Elder-Law-Advocate

Testamentary Capacity

In California, anyone who is at least 18 years old and of sound mind can make a will.  However, the term “sound mind” means having testamentary capacity, and the law describes this as being “mentally competent”.

Mental competency means that, at the time the will was signed, the “testator” (person signing the will) was able to do all of the following:

(1)   Understand the nature of the testamentary act.  That is, they knew that they were giving specific instructions on who their beneficiaries would be and what property (real or personal) the beneficiaries would receive.

(2)   Understand and recollect the nature and situation of their property.  Did they know what their estate consisted of?  A house?  A bank account?  Some stock certificates?  They need not know, for example, the actual bank account numbers, or even the total number of accounts they have.  But they must know that they have bank accounts, and a general understanding of the assets that make up their estate at the time the will is signed.

(3)   Understand who their close relatives are and how they will be affected by the will.   If the person cannot remember that s/he is married, or has children, then the will is likely to be determined invalid, because only a mentally incompetent testator could have forgotten that such relationships existed. 

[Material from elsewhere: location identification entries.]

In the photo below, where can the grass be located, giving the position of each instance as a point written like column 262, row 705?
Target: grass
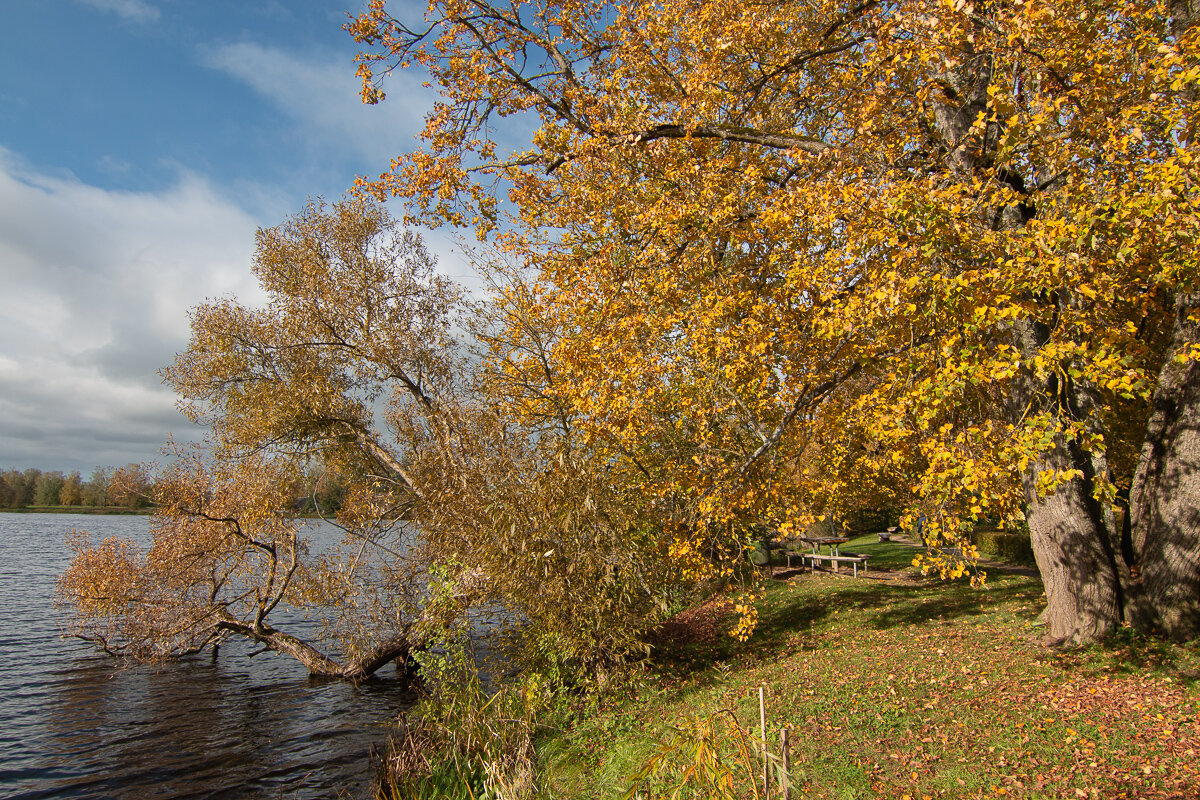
column 899, row 687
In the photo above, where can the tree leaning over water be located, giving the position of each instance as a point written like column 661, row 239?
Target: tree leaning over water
column 352, row 365
column 805, row 256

(4)   The testator must not suffer from a mental disorder.  This includes hallucinations or delusions that result in the testator leaving property to individuals or entities that, absent any such delusions, s/he would never have done.

An example would be where the testator suffered from a delusion that he was being visited by ghosts every night and believed that the only way to stop the haunting would be to name a paranormal group (like the ghostbusters) as a major beneficiary to the will.

Other circumstances exist, however, that would allow a will to be made even though a person has been declared mentally incompetent.  In a conservatorship case, where the court has appointed a conservotor, a will can be executed on behalf of the conservatee.  However, for the will to be valid, the conservator would have to first petition the court and obtain a court order for such authorization.

From the above rules, you can see that testamentary capacity is not a high bar to hurdle.  When issues such as hallucinations and delusions appear, then a will may be challenged through a procedure known as a will contest.